People who meet Anna Geary, one of the leading lights in camogie over the past decade, naturally associate an air of confidence with the four-times all-star player. However speaking to a busy room at the Bank of Ireland branch in the Hamilton Building, Geary makes it clear that while growing up her self-critical nature very nearly held her back.
“I didn’t realise I was placing too much pressure on myself until I went into secondary school”, she confides. Here Geary learned the value of pushing herself within her own limits. “Too often we always compare ourselves to everyone to the left and right of us”, she says. Geary emphasises that in life it’s about knowing where you want to go and doing so at your own pace. With the help of her parents and teachers, Geary learned that “the race is long”.
The setting of the workbench in the Trinity branch of bank of Ireland provided an intimate platform and highlighted Geary’s wonderfully personable nature, allowing her to engage in motivation and leadership exercises, as well as spirited discussion with the audience.
Preaching the gospel of self-belief, Geary’s defining phrase is “be the standard”. By that she doesn’t necessarily mean being the very best at things, but rather being the person that others aspire to be, not chasing the example of others. Citing the example of the All-Blacks, who live by the phrase “better people make better all-blacks”, Geary says that being the best at something doesn’t necessarily mean you will get ahead. Rather it’s the people who believe in themselves and buy into the bigger idea that succeed in life.
For Geary, one of the most important lessons she has learned in life is not to be afraid of making mistakes. She placed particular emphasis on the role sport has played in helping her learn this. “The benefit of being involved in sport so young is that I learned failure wasn’t a weakness”, she explains. Citing Usain Bolt’s false start in the 2011 world championships, just prior to the London Olympics, Geary emphasised that everyone makes mistakes. She noted that it is whether we use those mistakes as a positive or negative force that determine if we succeed. Finding peace with this fear of failure and setting it aside, Geary was inspired to put into practice what she preached and to chase her goal of becoming a life coach.

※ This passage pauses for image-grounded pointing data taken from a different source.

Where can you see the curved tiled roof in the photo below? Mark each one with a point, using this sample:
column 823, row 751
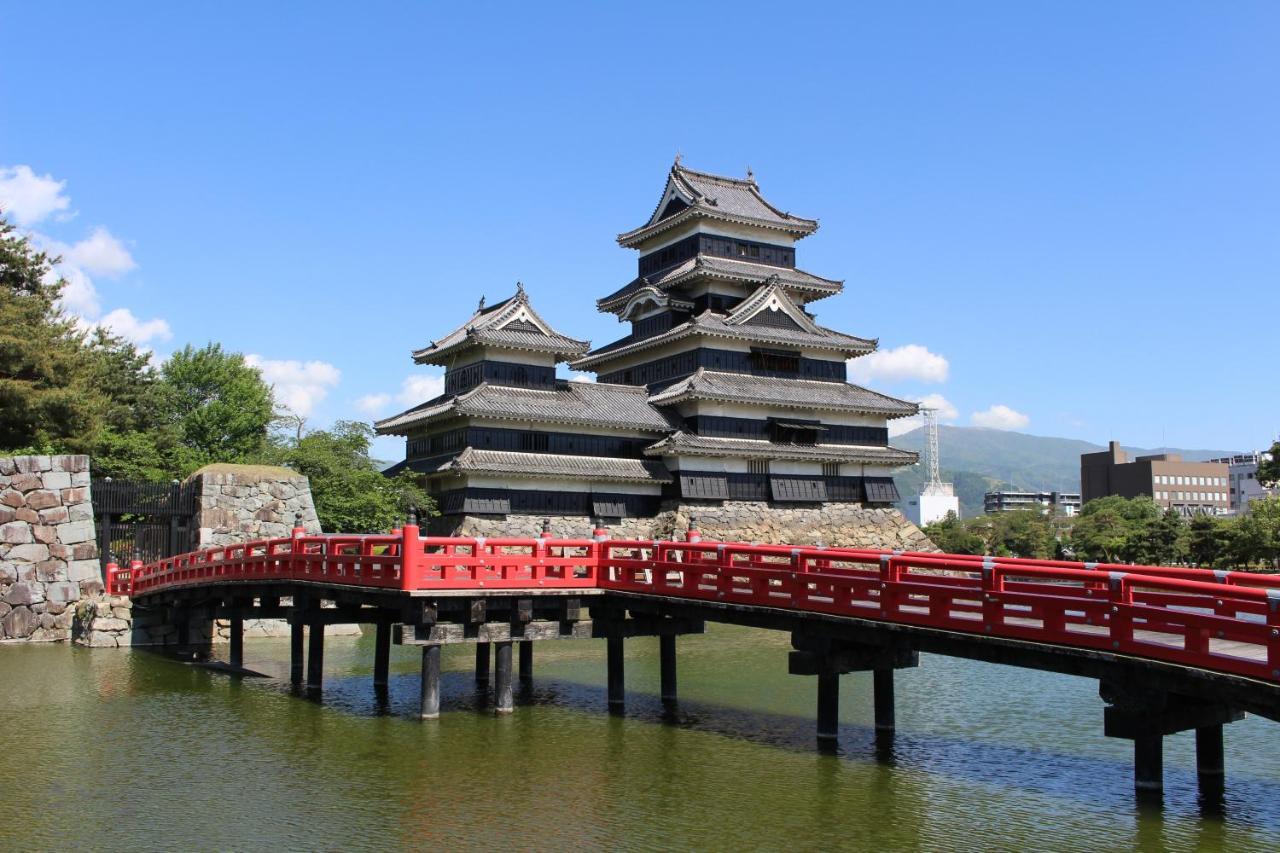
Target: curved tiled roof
column 554, row 465
column 577, row 404
column 714, row 196
column 684, row 442
column 794, row 393
column 725, row 269
column 716, row 325
column 501, row 325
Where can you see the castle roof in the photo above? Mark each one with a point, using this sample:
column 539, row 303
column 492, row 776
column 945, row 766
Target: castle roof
column 577, row 404
column 791, row 393
column 691, row 195
column 689, row 443
column 726, row 269
column 785, row 324
column 553, row 465
column 512, row 324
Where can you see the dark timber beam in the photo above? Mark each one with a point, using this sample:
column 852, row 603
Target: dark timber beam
column 430, row 688
column 382, row 653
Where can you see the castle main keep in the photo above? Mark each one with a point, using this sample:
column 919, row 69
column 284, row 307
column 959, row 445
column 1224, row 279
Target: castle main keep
column 726, row 400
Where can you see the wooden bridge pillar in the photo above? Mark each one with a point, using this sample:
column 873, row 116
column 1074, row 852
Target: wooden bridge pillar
column 1146, row 716
column 526, row 661
column 616, row 675
column 430, row 688
column 667, row 662
column 382, row 653
column 315, row 655
column 882, row 685
column 481, row 662
column 502, row 692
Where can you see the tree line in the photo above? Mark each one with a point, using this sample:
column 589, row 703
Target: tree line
column 1130, row 530
column 65, row 388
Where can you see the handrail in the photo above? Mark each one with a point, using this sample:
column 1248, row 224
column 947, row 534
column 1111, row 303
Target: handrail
column 1219, row 620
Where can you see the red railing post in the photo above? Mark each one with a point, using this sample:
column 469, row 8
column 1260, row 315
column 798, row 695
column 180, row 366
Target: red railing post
column 411, row 552
column 1120, row 596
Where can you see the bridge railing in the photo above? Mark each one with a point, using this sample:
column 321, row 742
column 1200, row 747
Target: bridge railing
column 1184, row 616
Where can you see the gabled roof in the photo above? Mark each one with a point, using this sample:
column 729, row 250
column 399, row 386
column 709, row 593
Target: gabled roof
column 688, row 443
column 575, row 404
column 725, row 269
column 718, row 325
column 702, row 195
column 602, row 469
column 792, row 393
column 512, row 324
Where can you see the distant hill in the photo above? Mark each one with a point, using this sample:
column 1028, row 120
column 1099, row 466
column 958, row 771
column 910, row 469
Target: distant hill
column 979, row 460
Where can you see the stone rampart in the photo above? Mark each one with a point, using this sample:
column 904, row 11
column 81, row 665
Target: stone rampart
column 48, row 546
column 832, row 524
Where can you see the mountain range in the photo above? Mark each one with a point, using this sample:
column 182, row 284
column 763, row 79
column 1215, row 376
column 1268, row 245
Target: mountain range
column 981, row 460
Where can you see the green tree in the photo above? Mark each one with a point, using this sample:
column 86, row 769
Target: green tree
column 46, row 397
column 216, row 404
column 952, row 536
column 351, row 495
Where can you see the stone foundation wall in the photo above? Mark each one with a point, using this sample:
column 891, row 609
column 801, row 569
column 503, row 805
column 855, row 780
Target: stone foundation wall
column 833, row 524
column 245, row 502
column 48, row 546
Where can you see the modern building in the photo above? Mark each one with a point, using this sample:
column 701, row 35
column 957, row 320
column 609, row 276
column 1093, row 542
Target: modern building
column 725, row 388
column 1191, row 488
column 1242, row 478
column 1059, row 502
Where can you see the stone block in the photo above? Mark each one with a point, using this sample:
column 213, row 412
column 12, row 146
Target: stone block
column 54, row 515
column 62, row 593
column 26, row 482
column 18, row 623
column 58, row 480
column 81, row 570
column 16, row 533
column 74, row 532
column 42, row 498
column 74, row 496
column 33, row 552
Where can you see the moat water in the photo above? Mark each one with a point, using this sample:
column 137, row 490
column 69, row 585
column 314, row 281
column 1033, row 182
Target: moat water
column 126, row 749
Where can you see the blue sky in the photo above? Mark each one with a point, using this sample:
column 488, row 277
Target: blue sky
column 1061, row 218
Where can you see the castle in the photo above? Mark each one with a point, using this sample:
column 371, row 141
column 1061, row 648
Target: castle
column 727, row 400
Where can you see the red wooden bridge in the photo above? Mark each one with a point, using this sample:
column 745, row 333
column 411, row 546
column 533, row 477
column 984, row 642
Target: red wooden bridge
column 1173, row 648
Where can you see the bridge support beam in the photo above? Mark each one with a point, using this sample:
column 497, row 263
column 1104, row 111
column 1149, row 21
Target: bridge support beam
column 1147, row 715
column 502, row 692
column 481, row 662
column 382, row 653
column 526, row 661
column 315, row 656
column 667, row 664
column 430, row 687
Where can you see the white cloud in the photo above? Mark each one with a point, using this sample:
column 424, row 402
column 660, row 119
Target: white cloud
column 420, row 388
column 80, row 296
column 100, row 254
column 28, row 197
column 298, row 384
column 123, row 323
column 908, row 361
column 373, row 404
column 1000, row 416
column 946, row 413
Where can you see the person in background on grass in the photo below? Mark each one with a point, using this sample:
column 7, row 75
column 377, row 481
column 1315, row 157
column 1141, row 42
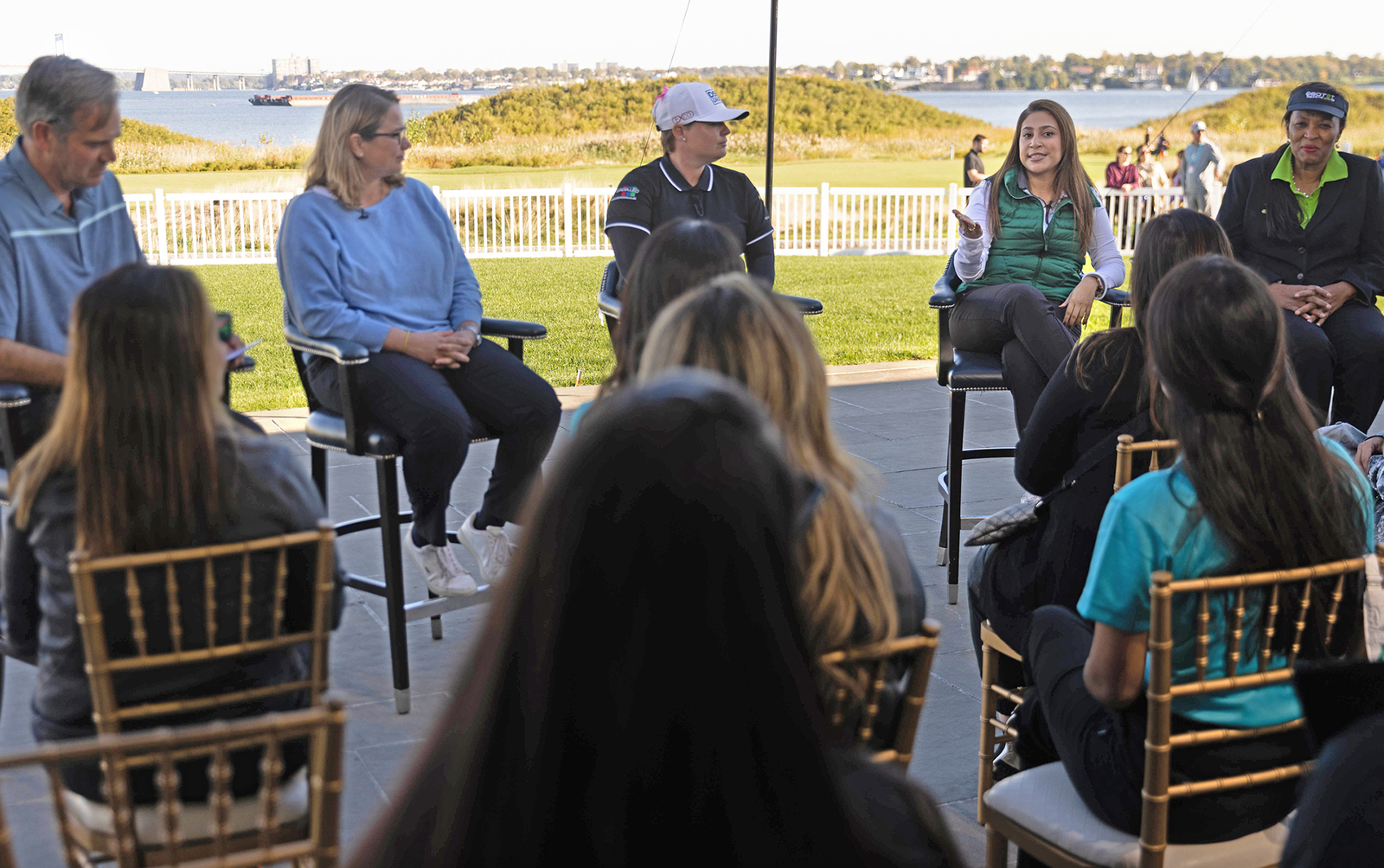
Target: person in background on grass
column 641, row 678
column 145, row 364
column 685, row 182
column 1201, row 168
column 368, row 256
column 1311, row 221
column 973, row 170
column 1254, row 489
column 857, row 585
column 1023, row 247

Changing course, Geary addressed the importance of leadership and her firmly held belief that in the right circumstances, everyone has it within them to be a leader. “Every single person has the ability to be a leader in some way shape or form”, she firmly tells the room. “You have to believe it first.”
As captain of the Cork Camogie team, Geary led one of the most successful sides in the history of the GAA. She notes that this experience helped her realise that real leadership involves more than rousing half-time team talks and leading from the front. “You need to take people’s approaches on board and adapt to those people’s personalities”, she said. “You’ll be stronger because of it.” Ultimately Geary’s approach to leadership is twofold, knowing when to lead by example, but also when to delegate and follow.
The venue provided Geary with an ideal platform to engage in interactive leadership exercises. Asking audience to close their eyes, she asked who in the room considered themselves to be leaders, with the results known only to her. With the audiences natural self-doubt now obvious, Geary pushed the next exercise. Asking everyone to leave their seats and strike up conversation with a new person, Geary showed that when necessary, everyone has it in them to lead and push themselves outside their comfort zone. The interactive nature of Geary’s talk served to perfectly illustrate her belief that anyone can be a leader.
Opening up questions to the floor, Geary’s approachable and friendly nature was obvious to even the casual observer. Sport in the modern world proved to be a popular topic, with the audience particularly interested in her thoughts on girls’ participation in sport, a topic which Geary was happy to address. Noting the huge drop off in terms of girls playing sport as they enter secondary school, Geary says that it is hugely important that the support systems are in place for girls, be it their parents or their school, so that they know that it’s perfectly acceptable for them to want to play sport. She concluded by noting that one of the ways of doing this may be to emphasise the enjoyment element of sport rather than the competitive nature, which many people don’t respond to.
Geary then, offered an inspiring lesson in leadership, as Health and Sports Week begins to draw to a close.